Thanks for the quick response! We've looked at the recipes in detail and are still not making progress. I was wondering if you could give us some guidance in the right direction. We've been using the textcat_custom_model recipe on your GitHub as an outline, but when we still have trouble with configuring options to show up in the UI.
Here's the chunk of code where we are trying to get the options to appear in the UI:
class DummyModel(object):
def __init__(self, model_path, labels: List[str]):
self.custom_model = SetFitModel.from_pretrained(model_path)
self.labels = labels
def make_predictions(self, unlabeled_stream: Iterable[dict]):
# TODO: Use the current "best" model to make predictions
# and return both the label (e.g., Affirmed, Denied, etc)
# but also the "score" or confidence of that prediction
for example in unlabeled_stream:
sentence = [example["text"]] #for some reason the setfit model wants the text in an array
predictions = self.custom_model(sentence)

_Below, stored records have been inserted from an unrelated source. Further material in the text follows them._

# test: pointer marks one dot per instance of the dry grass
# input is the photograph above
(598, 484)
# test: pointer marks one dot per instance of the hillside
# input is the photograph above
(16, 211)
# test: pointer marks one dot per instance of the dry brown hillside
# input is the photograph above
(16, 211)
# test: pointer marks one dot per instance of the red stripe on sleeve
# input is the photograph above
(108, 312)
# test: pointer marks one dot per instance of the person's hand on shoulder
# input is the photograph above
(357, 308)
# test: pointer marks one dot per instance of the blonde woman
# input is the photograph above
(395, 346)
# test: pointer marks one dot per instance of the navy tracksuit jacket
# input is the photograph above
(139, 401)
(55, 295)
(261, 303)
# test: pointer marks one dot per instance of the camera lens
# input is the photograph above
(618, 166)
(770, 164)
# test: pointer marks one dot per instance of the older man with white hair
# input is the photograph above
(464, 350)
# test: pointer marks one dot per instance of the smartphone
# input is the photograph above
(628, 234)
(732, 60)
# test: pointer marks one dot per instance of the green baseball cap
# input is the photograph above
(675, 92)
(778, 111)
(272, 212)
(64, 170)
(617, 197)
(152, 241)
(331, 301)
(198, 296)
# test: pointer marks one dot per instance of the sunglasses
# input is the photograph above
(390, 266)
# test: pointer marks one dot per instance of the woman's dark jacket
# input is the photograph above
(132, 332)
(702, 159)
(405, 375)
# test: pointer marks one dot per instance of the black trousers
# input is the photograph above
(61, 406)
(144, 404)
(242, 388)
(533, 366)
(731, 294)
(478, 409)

score = torch.max(self.custom_model.predict_proba(sentence)) #grab the max probability in the tensor
#trying to show all options in UI
options = [{"id": label, "text": label} for label in self.labels]
print('options', options)
example["options"] = options
yield (score.item(), example)
We also added the choice_style in the config in this part of the code shown below:
return {
"view_id": "classification", # Annotation interface to use
"dataset": "custom_model_dataset", # Name of dataset to save annotations
"stream": model_predicted_stream, # Incoming stream of examples
"update": update, # Update callback, called with batch of answers
"config": {
"choice_style": "single",
"labels": label, # the labels for the manual interface
}
}
You can choose to use the model to filter the stream of examples so that you may prioritize which examples to annotate first without passing the predictions into the example. That way, you may still choose to prefer specific cases (maybe you've got a rare case you'd like to get more examples for) without leaking any information to the annotator.
Your example looks about right, I think you're interested in using the choice view_id instead of the classification one.
The choice interface allows you to select from a set of 3 choices. Have you looked into that interface? If so, is there a reason why it may not work for you?